VentureBeat reports that IBM researchers Zvi Kons, Slava Shechtman and Alex Sorin, who presented a paper at Interspeech 2019, noted that “to produce this high-quality speech, most TTS systems depend on large and complex neural network models that are difficult to train and do not allow real-time speech synthesis, even when leveraging GPUs.”

The IBM team created a new system that “consists of three interconnected parts: a prosody feature predictor, an acoustic feature predictor, and a neural vocoder.”

Prosody prediction “learns the duration, pitch, and energy of speech samples, toward the goal of better representing a speaker’s style … [and] the acoustic feature production … creates representations of the speaker’s voice in the training or adaptation data, while the vocoder generates speech samples from the acoustic features.”

Working together, the components can “adapt synthesized voice to a target speaker via retraining, based on a small amount of data from the target speaker.” In a test, it was able to do so in as little as five minutes.

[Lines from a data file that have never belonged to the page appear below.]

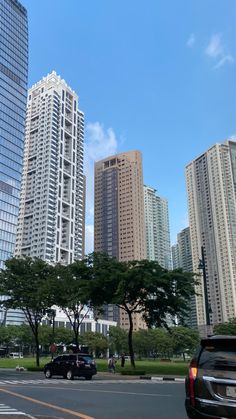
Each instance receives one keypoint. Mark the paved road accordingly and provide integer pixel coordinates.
(99, 399)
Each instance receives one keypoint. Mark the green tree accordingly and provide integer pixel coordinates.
(162, 342)
(118, 340)
(69, 296)
(143, 343)
(169, 296)
(228, 328)
(96, 342)
(26, 283)
(142, 287)
(184, 340)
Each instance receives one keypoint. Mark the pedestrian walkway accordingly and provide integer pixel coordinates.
(9, 412)
(74, 382)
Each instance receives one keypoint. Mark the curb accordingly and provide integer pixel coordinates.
(177, 379)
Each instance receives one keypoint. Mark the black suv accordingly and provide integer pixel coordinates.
(71, 365)
(211, 383)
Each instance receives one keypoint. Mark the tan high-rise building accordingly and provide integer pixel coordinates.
(211, 187)
(119, 215)
(52, 205)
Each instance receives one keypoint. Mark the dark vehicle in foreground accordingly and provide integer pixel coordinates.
(211, 382)
(71, 365)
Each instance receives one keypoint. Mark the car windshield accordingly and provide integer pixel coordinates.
(218, 357)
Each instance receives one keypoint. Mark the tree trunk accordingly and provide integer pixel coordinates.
(37, 344)
(130, 339)
(76, 333)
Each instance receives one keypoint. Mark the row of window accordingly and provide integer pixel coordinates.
(5, 142)
(6, 216)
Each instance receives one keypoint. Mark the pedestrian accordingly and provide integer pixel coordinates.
(111, 364)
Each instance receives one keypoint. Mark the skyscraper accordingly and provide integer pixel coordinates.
(13, 94)
(175, 256)
(157, 228)
(51, 217)
(119, 214)
(182, 258)
(211, 188)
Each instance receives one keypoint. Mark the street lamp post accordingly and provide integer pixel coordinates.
(202, 267)
(51, 314)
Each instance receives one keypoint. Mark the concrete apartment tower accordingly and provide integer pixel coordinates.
(13, 95)
(211, 188)
(157, 228)
(119, 215)
(182, 258)
(51, 218)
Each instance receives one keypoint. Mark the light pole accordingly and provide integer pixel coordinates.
(202, 266)
(4, 316)
(51, 314)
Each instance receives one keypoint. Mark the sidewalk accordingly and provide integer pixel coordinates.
(118, 376)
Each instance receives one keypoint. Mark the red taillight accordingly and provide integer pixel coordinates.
(192, 376)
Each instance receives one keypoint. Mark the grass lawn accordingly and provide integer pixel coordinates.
(150, 367)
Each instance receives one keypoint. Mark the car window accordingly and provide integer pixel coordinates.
(65, 357)
(57, 359)
(218, 357)
(86, 359)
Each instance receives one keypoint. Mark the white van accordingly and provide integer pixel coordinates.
(15, 355)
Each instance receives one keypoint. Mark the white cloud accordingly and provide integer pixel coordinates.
(191, 40)
(217, 51)
(225, 59)
(89, 234)
(100, 143)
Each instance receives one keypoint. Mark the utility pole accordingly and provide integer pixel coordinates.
(202, 267)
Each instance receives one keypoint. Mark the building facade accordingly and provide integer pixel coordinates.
(13, 95)
(51, 216)
(175, 256)
(157, 228)
(182, 258)
(211, 188)
(119, 215)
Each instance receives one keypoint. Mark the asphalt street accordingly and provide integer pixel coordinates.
(106, 397)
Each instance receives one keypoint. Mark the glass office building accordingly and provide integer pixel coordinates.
(13, 95)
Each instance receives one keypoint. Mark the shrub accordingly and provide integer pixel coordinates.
(133, 372)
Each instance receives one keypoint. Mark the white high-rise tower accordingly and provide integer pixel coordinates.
(211, 187)
(51, 218)
(157, 228)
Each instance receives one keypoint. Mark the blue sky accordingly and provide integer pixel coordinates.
(159, 77)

The research is “the basis for IBM’s new Watson TTS service.”

Elsewhere, VB reports that Google and Imperial College London stated that their GAN-based TTS “not only generates high-fidelity speech with ‘naturalness’ but that it’s highly parallelizable, meaning it’s more easily trained across multiple machines compared with conventional alternatives.” The researchers noted that the limitation of current TTS models is “that they are difficult to parallelize over time: they predict each time step of an audio signal in sequence, which is computationally expensive and often impractical.”

“A lot of recent research on neural models for TTS has focused on improving parallelism by predicting multiple time steps in parallel,” they added. “An alternative approach for parallel waveform generation would be to use generative adversarial networks.”

Their proposed system “consists of a convolutional neural network that learned to produce raw audio by training on a corpus of speech with 567 encoded phonetic, duration, and pitch data.” They sampled “44 hours of two-second windows together with the corresponding linguistic features computed for five-millisecond windows” in order to “enable the model to generate sentences of arbitrary length.”

The researchers “evaluated GAN-TTS’ performance on a set of 1,000 sentences, first with human evaluators … [and] in the end, the best-performing model — which was trained for as many as 1 million steps — achieved comparable scores to baselines while requiring only 0.64 MFLOPs (millions of floating point operations per second) per sample (WaveNet needs 1.97 MFLOPs per sample).”